The analyses revealed that, in the initial phases of range expansion, adding spatial variables always provided better fit than using environmental data alone in Maxent (figure 1; figure S1, see also animations in the electronic supplementary material). Under the DNE scenario, models have lower κ values than in their corresponding simulations for the CNE scenario (figure 2a) up to 30 time steps. However, ranges expanded continuously in the second scenario, whereas in the first there was a tendency to stabilization below the maximum expected by suitability (figure 2b). The relationship between gain in κ values after adding spatial predictors (Δκ values) and range size was independent of the scenario, as the interaction between this factor and range size was not significant (F1,26=1.05; p=0.3144). After accounting for the effect of range size (F1,27=58.5; p<0.001), a significant effect of scenario was detected (F1,27=9.14; p<0.01) and the adjusted mean value of Δκ was actually 10 times higher in the CNE (0.06) than in DNE (0.005; see figure S2 in the electronic supplementary material).

Figure 2.

Figure 2

(a) Kappa statistics (open squares, CNE-ENV; filled squares, CNE-ENV-SEVM; open circles, DNE-ENV; filled circles, DNE-ENV-SEVM), (b) range size (squares, CNE; circles, DNE) and (c) residual autocorrelation (Moran's I) in the first distance class for Maxent based on environment and spatial eigenvectors models under CNE and DNE simulations across time cycles (open squares, CNE-ENV; filled squares, CNE-ENV-SEVM; open circles, DNE-ENV; filled circles, DNE-ENV-SEVM).

Under CNE, using environmental variables alone overestimates the range in the initial phases of the range expansion (figure 1). This occurs because in these initial phases the occurrences are sampled within a restricted part of the range, so there is a systematic bias in sampling environmental suitability values. By including spatial predictors, a better fit was obtained because these additional predictors forced range cohesion independently of the spatial distribution of the environmental suitability. Under the CNE scenario, spatial autocorrelation in the residuals was higher than in the DNE scenario, due to the higher levels of range cohesion within a more concentrated part of the potential range defined by suitability (figure 2c).
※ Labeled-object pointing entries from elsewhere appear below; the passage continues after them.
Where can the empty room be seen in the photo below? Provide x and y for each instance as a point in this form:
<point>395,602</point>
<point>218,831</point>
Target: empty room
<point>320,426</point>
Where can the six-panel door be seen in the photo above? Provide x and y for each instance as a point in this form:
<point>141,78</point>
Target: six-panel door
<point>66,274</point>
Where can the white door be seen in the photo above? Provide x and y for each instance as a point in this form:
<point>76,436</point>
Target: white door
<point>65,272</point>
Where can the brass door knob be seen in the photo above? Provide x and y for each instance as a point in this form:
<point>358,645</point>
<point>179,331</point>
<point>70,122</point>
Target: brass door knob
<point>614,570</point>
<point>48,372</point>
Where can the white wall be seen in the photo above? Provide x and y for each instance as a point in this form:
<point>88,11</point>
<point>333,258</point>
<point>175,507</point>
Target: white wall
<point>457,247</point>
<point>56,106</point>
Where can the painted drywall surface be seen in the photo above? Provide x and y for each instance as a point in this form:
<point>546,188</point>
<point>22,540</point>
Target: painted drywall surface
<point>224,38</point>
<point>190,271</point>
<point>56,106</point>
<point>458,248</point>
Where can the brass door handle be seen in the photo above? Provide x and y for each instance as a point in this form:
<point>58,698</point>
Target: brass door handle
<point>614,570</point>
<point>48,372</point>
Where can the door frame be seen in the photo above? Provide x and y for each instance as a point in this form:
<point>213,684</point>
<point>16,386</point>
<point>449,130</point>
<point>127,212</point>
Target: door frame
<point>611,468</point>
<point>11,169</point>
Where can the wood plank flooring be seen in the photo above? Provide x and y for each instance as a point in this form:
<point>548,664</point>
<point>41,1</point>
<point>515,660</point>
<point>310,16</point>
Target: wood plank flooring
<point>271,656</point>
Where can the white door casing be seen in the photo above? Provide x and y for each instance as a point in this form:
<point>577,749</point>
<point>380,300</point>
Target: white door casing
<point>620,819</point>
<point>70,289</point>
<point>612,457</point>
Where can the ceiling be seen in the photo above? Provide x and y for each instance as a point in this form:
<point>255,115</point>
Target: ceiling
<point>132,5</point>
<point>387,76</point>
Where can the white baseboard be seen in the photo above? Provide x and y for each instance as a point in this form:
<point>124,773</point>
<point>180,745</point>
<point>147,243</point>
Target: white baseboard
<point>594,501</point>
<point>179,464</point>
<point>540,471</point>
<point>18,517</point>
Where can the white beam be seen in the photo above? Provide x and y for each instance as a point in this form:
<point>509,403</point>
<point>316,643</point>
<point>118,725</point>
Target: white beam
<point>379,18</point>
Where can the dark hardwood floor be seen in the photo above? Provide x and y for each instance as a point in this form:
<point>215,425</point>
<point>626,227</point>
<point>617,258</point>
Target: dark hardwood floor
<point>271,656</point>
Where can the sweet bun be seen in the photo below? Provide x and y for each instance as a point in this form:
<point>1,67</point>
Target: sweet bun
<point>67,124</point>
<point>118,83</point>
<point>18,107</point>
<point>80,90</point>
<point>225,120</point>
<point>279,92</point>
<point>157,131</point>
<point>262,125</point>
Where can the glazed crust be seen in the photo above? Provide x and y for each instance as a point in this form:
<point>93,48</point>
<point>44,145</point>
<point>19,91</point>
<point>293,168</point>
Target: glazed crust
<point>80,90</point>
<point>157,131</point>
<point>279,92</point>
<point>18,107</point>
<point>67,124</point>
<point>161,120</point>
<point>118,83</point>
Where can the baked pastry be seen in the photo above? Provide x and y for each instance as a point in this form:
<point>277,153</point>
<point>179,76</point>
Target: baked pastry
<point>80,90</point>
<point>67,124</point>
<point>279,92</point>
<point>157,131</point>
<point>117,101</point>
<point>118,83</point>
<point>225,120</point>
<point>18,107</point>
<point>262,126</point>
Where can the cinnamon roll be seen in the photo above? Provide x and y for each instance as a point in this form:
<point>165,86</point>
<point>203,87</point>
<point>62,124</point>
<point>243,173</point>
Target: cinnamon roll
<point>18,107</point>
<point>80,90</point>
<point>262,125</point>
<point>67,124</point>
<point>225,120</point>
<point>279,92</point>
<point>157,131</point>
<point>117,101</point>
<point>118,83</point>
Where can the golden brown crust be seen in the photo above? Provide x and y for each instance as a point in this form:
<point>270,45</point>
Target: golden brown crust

On the other hand, the low levels of spatial autocorrelation in residuals under DNE shows that suitability is enough to ensure accurate predictions and, consequently, this explains why spatial models tend to be ineffective to improve fit in this case (figure 2a).

It is well known that biotic interactions and stochastic colonization processes also determine species' range (Heikkinen et al. 2006; Araújo & Luoto 2007; Soberon 2007). Spatial eigenvector mapping and other spatial autocorrelation techniques can account for these processes only if they are spatially structured. Our analyses reveal that adding spatial components can be a promising approach to modelling CNE processes, such as, for instance, those occurring under fast climate change allowing species' range expansion towards new suitable areas. However, they are ineffective under DNE, in which departures from bioclimatic envelopes are caused by local processes related to biotic interactions or metapopulation structure within species' ranges. This is coherent with theoretical expectations based on the origins of autocorrelation in biogeographical data (Diniz-Filho et al. 2003). So, despite the uncertainty associated with particular SDM techniques (Thuiller 2003, 2004; Araújo & New 2007) and recent criticisms of the limited transferability of Maxent (Peterson et al. 2007; but see Phillips 2008), our main conclusions must hold in general.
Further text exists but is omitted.